Dans le cadre de l'opération journaliste d'un jour (article ici, si tu n'avais pas suivi) nous avons eu le plaisir, Ninon, Clémence, Maïa et moi, d'interviewer Camille Aumont Carnel, alias @jemenbatsleclito, sur son expérience avec son compte Instagram mais surtout sur un tabou bien ancré que beaucoup de filles connaissent: les règles. Pourquoi les filles n'osent-elles pas toujours en parler et d'où vient cette gêne ? Quels impacts sur la vie de certaines femmes ? Décomplexante, motivante et passionnante, nous n'avons pas pu nous résigner à ne publier cette interview qu'en partie dans le journal J1J et nous vous permettons aujourd'hui de la découvrir dans son intégralité !





1. Pouvez-vous vous présenter en quelques mots pour celles/ceux qui ne vous connaissent pas ?

« Je suis Camille Aumont Carnel, j’ai 23 ans et je suis influenceuse, militante, autrice et entrepreneuse féministe. La plupart me connaissent car je suis la créatrice du compte Instagram @jemenbatsleclito qui abat les tabous sur les femmes, la sexualité… de façon très « cash » et je pense que ça fait du bien ! »

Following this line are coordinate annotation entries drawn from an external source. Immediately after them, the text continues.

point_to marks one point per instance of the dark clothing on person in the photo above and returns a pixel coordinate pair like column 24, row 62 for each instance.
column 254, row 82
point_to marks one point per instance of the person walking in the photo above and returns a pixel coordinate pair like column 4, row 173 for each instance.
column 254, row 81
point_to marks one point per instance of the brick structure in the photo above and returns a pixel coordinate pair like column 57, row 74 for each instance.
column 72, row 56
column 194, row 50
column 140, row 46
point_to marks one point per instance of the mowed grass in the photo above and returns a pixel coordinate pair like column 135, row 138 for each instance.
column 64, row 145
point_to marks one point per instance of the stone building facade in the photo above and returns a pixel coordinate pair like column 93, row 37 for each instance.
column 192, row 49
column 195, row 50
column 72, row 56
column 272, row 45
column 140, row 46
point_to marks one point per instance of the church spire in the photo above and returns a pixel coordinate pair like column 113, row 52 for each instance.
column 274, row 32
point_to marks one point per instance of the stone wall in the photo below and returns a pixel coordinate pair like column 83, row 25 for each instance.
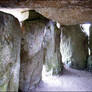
column 52, row 57
column 74, row 46
column 10, row 34
column 31, row 54
column 90, row 47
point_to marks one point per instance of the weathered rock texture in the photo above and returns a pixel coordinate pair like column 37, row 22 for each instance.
column 90, row 47
column 90, row 39
column 64, row 11
column 52, row 56
column 74, row 46
column 31, row 54
column 9, row 52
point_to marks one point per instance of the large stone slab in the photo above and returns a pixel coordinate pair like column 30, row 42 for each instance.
column 10, row 34
column 90, row 47
column 74, row 46
column 31, row 54
column 52, row 55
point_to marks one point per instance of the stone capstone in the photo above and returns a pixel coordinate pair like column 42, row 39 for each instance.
column 74, row 46
column 10, row 38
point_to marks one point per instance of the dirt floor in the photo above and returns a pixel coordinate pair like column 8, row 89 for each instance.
column 71, row 80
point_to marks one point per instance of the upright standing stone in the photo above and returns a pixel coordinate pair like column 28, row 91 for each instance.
column 9, row 53
column 31, row 54
column 90, row 47
column 74, row 46
column 53, row 59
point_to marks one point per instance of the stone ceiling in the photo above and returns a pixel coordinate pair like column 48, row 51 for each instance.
column 66, row 12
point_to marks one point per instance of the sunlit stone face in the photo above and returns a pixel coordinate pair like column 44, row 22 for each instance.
column 20, row 14
column 86, row 28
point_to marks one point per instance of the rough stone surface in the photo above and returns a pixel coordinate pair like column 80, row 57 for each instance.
column 89, row 64
column 52, row 56
column 74, row 46
column 9, row 52
column 90, row 39
column 64, row 11
column 90, row 47
column 31, row 54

2. Dans votre biographie Instagram, vous parlez de « tabou » ... Comment vous est venue l’idée ou le besoin de les briser (que ce soit au sujet de la sexualité, de l’orgasme féminin, de la drague ou du harcèlement de rue mais aussi des règles) ?

« J’ai toujours été profondément féministe, avec un gros caractère : j’étais dans la restauration après mon bac, c'est un milieu très sexiste où je me prenais des remarques à longueur de journée ! J’ai surtout eu une éducation et des parents féministes : j’ai grandi avec une mère diplomate et un père au foyer. Donc j’ai toujours eu une image de la femme qui n’a pas peur de dire ce qu’elle pense, qui travaille, etc. Pour mon compte Instagram, j’ai eu l’idée de sa création au lendemain d'une soirée ; à ce moment-là, j’avais 21 ans. Assise sur le canapé, j’écoutais mes copains parler de sexualité et notamment de la façon de faire jouir une femme et j’ai été complètement choquée ! Alors, je me suis rendu compte de deux choses : que les femmes ne communiquent pas par rapport à ça et qu’il n’y a surtout aucun de moyen de s’informer sur ce sujet. J’ai eu alors ce besoin de créer mon compte Instagram. »

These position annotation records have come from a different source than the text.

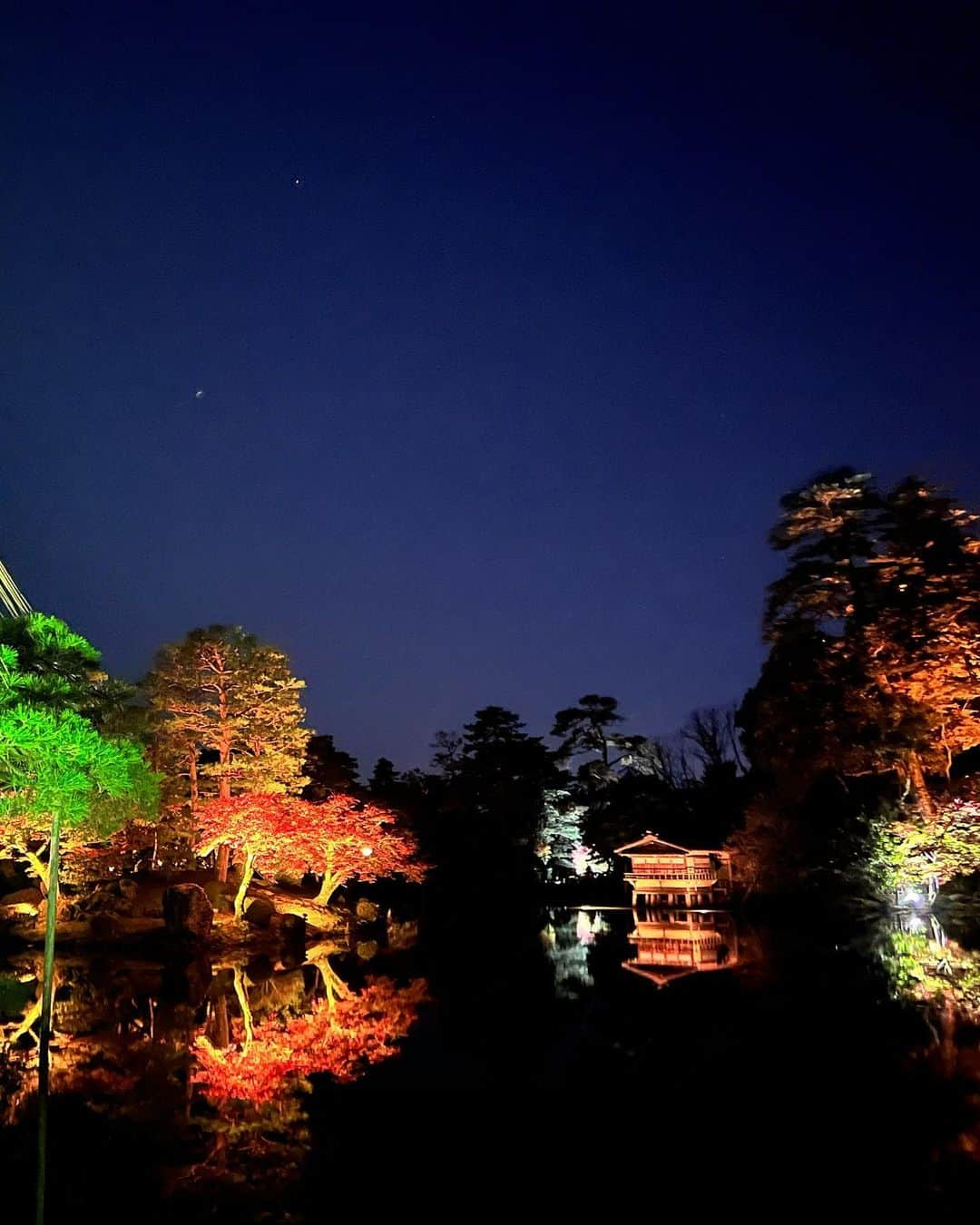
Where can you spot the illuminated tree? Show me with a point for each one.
(874, 627)
(45, 745)
(262, 828)
(55, 767)
(347, 839)
(227, 718)
(342, 1036)
(342, 839)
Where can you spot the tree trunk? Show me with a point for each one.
(247, 879)
(328, 887)
(242, 1002)
(41, 870)
(192, 777)
(919, 788)
(222, 1029)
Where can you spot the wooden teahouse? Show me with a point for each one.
(665, 875)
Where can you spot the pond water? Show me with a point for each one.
(504, 1057)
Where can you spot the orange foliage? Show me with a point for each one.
(342, 838)
(343, 1039)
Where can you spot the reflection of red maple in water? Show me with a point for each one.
(340, 838)
(342, 1038)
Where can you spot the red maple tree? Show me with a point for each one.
(339, 1036)
(342, 838)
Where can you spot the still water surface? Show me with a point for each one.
(564, 1060)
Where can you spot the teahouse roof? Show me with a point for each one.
(650, 842)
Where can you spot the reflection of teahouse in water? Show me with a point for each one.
(663, 874)
(671, 944)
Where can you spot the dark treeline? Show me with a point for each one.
(846, 766)
(500, 802)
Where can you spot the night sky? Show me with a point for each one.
(500, 398)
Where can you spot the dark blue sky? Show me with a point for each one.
(500, 401)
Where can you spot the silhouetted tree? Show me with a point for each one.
(328, 769)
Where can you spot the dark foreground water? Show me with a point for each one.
(501, 1059)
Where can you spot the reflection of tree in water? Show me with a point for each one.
(252, 1066)
(566, 940)
(941, 977)
(218, 1064)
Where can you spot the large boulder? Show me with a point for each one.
(259, 913)
(188, 912)
(293, 928)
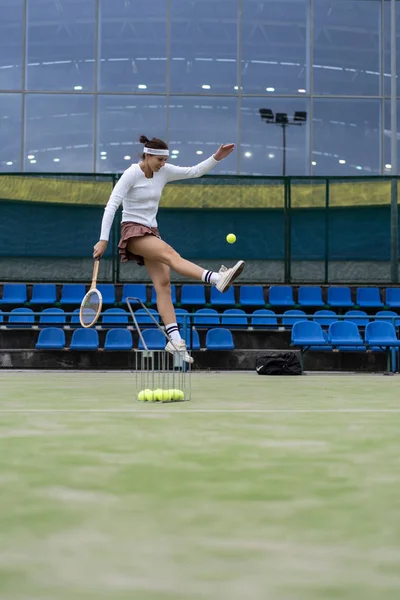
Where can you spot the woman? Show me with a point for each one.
(139, 190)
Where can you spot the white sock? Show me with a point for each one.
(210, 277)
(173, 332)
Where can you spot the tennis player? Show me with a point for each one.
(139, 191)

3. Vous arrive-t-il d’avoir des retours négatifs, choqués ou dégoûtés sous vos publications ?

« Tous les jours, tout le temps. Les haters, c’est mon quotidien : par exemple, des gens qui ont envi de me tuer car je suis une femme noire qui parle de sexe ! Que je sois honnête avec vous, le plus dérangeant ce n’est pas qu'il y ait des haters, car de tout de façon dès que tu deviens un personnage public, c’est toujours un peu compliqué et tu as forcément des gens qui seront là pour te critiquer. Mais en fait, mes haters sont des femmes de 40/50 ans. Ce sont des générations qui sont coincées entre deux périodes de libération sexuelle : mai 68 et MeToo, ces dernières années. Le problème n’est pas tant que j'en parle mais que, par effet miroir, je leur renvoie au visage le fait qu’elles ne sont pas forcément libérées, qu’elles n’arrivent pas ou même qu’elles ont honte de communiquer sur la sexualité. »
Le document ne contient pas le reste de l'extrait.